王となると、ヨアシュはすぐに宮の修復をしたいと考えました。

アハズヤがユダの王であった時、その母アタルヤの影響を受けていたのか、アハズヤとその兄弟たちは宮を打ち壊し、宮の聖なる品々をすべてバアルの礼拝に使用しました。(歴代誌第二24章7節)

その結果、宮は次第に荒廃していきました。そこで、ヨアシュは祭司たちに命じて、人々から資金を集め、宮の修理を行うように指示しました。

なぜ、あなたはレビ人に要求して、主のしもべモーセとイスラエルの集団の、あかしの天幕のための税金を、ユダとエルサレムから持って来させないのですか。(歴代誌第二24:6)

こうして、彼らはようやく修理に取りかかりました。

彼らは宮を修理しただけでなく、アハズヤが盗んだ物の代わりに新しい器具も作りました。

この箇所を見ると、私はこう考えます。「私たちは主の宮を十分に注意しているだろうか。」

もちろん、ここで私が話しているのは建物のことではありません。私たち自身の体について話しています。

なぜなら、パウロがこう言ったからです。

あなたがたのからだは、あなたがたのうちに住まれる、神から受けた聖霊の宮であり、あなたがたは、もはや自分自身のものではないことを、知らないのですか。

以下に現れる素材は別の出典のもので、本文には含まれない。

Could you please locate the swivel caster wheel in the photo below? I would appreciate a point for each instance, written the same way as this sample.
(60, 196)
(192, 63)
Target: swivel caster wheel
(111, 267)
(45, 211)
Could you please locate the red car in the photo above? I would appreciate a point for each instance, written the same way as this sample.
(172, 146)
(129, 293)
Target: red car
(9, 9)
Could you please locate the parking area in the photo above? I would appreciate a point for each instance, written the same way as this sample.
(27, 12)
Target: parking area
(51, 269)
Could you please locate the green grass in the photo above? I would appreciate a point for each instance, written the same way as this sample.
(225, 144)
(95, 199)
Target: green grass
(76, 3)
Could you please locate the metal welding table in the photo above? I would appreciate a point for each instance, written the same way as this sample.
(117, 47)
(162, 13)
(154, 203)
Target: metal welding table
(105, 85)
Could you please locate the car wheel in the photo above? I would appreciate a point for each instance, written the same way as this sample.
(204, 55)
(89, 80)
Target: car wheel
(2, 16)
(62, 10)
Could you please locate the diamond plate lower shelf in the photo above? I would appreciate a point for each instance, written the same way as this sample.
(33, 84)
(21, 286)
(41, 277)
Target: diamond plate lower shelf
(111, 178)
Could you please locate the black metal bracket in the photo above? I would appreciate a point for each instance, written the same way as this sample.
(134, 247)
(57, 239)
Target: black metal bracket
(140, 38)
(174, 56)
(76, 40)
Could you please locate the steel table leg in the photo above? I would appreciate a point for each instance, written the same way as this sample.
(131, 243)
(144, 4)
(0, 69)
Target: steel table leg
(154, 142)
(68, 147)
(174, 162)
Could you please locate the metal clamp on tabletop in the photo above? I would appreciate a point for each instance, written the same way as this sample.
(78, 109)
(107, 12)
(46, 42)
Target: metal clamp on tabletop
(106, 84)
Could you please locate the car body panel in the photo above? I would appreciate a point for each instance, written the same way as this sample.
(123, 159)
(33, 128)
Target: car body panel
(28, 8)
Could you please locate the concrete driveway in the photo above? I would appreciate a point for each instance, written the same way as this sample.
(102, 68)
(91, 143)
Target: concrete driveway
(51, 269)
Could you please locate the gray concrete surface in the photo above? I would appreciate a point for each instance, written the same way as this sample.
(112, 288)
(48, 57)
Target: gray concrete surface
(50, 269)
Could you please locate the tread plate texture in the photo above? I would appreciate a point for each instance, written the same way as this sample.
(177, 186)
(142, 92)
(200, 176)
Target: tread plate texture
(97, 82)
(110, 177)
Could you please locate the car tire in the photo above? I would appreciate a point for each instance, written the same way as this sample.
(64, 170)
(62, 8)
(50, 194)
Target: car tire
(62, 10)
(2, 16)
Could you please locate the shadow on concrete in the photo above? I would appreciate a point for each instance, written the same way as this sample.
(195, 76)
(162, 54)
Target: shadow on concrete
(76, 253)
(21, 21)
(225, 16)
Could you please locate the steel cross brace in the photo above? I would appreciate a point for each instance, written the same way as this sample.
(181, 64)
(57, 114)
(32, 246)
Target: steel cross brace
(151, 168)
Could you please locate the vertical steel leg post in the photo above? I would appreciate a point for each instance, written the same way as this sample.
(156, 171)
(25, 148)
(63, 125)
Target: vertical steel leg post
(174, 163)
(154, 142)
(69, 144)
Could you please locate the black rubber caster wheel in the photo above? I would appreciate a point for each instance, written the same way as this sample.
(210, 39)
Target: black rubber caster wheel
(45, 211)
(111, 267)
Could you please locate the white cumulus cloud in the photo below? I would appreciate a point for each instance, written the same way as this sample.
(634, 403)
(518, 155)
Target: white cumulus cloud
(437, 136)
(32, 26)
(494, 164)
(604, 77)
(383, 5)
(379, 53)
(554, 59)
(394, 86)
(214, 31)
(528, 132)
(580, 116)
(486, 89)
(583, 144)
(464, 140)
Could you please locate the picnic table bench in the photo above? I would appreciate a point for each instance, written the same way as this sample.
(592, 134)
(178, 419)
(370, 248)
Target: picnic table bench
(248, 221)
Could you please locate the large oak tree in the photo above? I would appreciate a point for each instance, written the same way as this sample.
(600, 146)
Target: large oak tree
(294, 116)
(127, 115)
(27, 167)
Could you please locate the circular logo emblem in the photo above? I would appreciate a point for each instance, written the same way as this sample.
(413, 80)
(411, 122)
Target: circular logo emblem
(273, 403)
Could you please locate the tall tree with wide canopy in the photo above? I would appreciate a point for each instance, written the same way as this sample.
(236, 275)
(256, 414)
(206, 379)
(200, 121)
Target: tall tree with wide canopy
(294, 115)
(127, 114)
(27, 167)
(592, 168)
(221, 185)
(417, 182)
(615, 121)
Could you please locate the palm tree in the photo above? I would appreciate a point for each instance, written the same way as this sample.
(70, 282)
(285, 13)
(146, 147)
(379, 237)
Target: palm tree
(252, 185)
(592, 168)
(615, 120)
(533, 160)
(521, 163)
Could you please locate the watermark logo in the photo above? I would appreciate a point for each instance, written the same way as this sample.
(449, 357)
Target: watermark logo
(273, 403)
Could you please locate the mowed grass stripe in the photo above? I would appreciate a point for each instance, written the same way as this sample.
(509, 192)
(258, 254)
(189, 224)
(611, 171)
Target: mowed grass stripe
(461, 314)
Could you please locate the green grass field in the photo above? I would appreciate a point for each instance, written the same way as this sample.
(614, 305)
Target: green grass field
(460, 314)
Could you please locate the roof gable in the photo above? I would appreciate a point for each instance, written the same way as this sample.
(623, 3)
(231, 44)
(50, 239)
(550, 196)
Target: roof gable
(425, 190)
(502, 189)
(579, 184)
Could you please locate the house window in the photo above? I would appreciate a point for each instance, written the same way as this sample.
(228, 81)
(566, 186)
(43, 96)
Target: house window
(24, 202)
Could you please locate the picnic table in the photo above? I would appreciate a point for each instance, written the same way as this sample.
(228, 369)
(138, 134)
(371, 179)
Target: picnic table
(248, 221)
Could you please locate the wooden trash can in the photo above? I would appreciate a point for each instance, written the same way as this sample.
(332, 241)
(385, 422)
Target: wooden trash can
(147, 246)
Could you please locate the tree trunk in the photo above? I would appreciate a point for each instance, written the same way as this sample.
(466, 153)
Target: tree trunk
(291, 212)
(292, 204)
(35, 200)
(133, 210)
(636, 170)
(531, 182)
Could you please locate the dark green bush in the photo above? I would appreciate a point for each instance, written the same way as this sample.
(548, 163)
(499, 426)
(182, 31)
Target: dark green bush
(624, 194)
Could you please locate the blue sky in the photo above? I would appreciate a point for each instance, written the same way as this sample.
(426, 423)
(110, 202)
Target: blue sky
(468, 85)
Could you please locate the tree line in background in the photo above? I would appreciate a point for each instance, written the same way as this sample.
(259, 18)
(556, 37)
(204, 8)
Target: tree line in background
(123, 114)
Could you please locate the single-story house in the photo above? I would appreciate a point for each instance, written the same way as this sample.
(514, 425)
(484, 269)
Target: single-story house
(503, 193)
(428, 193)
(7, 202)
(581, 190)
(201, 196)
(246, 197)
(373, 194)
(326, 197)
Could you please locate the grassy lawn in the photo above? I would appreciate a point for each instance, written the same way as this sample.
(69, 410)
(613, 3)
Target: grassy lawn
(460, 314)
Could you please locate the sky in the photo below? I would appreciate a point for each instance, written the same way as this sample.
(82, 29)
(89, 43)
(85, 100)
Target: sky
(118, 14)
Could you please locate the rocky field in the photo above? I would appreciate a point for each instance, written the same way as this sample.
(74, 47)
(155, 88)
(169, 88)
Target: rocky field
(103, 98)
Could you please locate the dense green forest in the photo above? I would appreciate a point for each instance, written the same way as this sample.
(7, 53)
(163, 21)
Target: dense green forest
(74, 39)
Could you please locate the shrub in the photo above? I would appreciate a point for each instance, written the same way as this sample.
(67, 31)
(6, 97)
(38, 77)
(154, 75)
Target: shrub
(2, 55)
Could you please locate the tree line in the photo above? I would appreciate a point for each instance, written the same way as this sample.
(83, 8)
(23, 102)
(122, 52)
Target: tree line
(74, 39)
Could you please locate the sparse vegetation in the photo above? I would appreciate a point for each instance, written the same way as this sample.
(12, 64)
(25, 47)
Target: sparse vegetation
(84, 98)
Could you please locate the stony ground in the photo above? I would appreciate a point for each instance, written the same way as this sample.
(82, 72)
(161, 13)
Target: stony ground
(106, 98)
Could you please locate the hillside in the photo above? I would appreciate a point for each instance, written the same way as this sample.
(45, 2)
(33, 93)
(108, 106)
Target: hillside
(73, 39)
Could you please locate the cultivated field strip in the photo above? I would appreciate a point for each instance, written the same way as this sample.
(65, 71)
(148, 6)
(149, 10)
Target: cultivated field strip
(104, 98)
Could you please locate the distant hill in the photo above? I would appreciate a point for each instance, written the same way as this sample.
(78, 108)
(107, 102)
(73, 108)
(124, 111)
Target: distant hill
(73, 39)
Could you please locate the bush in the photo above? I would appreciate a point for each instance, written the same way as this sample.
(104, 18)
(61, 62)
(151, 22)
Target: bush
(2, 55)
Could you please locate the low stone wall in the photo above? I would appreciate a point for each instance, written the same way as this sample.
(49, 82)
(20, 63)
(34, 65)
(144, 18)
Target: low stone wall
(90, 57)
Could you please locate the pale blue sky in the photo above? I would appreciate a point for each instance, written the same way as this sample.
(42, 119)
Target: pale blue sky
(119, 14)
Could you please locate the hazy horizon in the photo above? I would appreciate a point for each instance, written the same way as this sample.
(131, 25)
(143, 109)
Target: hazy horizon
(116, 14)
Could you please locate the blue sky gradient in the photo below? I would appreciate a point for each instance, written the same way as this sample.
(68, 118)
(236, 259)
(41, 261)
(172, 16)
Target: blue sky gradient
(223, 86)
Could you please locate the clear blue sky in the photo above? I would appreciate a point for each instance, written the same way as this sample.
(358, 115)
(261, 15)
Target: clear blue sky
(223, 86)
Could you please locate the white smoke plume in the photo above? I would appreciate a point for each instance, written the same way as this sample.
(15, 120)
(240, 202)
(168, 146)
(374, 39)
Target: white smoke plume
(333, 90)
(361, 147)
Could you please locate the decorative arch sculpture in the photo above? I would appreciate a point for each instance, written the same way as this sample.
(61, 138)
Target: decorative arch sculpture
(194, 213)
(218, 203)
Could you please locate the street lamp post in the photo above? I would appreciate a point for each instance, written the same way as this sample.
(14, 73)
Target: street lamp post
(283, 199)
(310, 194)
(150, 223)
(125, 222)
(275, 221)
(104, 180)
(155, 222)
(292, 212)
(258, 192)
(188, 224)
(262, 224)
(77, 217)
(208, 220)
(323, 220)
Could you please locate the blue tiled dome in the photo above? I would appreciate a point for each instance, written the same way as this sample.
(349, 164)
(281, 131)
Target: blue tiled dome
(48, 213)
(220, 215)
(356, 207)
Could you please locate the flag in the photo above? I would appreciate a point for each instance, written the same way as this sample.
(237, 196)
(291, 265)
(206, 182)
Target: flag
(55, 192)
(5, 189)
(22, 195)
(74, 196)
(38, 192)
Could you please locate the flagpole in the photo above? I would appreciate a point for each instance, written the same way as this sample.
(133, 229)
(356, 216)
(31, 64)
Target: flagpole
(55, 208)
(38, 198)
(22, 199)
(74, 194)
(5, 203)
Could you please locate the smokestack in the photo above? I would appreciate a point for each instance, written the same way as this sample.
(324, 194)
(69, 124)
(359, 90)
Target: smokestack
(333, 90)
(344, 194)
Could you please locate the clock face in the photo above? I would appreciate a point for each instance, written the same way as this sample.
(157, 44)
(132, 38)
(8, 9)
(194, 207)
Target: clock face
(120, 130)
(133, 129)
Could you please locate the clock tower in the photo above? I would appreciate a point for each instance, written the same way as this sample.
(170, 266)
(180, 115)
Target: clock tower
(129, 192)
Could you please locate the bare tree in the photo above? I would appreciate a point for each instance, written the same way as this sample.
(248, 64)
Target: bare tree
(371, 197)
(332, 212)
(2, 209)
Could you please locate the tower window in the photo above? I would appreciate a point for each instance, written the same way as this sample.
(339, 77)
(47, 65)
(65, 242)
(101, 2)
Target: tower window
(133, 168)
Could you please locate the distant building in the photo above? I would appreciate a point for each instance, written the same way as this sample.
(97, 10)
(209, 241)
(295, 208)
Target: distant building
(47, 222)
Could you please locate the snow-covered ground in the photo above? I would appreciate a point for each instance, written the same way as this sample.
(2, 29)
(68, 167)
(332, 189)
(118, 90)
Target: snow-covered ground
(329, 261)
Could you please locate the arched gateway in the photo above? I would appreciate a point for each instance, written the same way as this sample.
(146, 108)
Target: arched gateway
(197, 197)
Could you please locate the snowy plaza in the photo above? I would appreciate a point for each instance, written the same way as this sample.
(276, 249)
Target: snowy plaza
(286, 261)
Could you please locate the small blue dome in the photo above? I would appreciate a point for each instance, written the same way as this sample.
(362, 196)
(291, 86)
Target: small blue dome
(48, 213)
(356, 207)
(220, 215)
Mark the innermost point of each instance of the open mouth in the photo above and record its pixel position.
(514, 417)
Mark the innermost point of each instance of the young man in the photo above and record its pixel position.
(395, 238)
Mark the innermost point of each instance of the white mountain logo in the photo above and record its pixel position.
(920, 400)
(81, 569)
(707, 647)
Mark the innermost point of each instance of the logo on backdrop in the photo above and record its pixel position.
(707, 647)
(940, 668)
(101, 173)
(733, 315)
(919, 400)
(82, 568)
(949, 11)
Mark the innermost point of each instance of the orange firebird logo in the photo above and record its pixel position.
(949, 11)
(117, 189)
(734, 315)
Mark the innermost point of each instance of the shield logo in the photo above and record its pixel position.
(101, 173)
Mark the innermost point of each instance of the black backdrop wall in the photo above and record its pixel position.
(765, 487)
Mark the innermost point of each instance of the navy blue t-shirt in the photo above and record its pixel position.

(第一コリント6:19)

罪によって私たちの宮はどのような霊的な損害を受けているのでしょうか。

私たちはその罪をそのまま残しているのでしょうか。

それとも、聖なる器となるために、その罪を清めているのでしょうか。

時々、この話の祭司たちのように、私たちは神様に仕えることに忙しくなってしまいます。

しかし、私たちが忘れてはならないのは、神様が最も関心を持っておられるのは、私たち自身のことだということです。

私たちが神様のために何かを成すこと以上に、神様は私たち自身を気にかけておられます。

神様は、宮が清められ、修復され、聖なるものとなることを望んでおられます。

私は「神様に仕えるには、完全に清められなければならない」と言っているのではありません。

けれども、「神の仕事」をしているからといって、自分自身の宮を顧みる時間がない、という態度をとってはいけません。

神様の最初の仕事はあなた自身です。

神様がまずあなたの中で働き、その後で、神様がどのようにしてあなたを用いるかを考え始められるのです。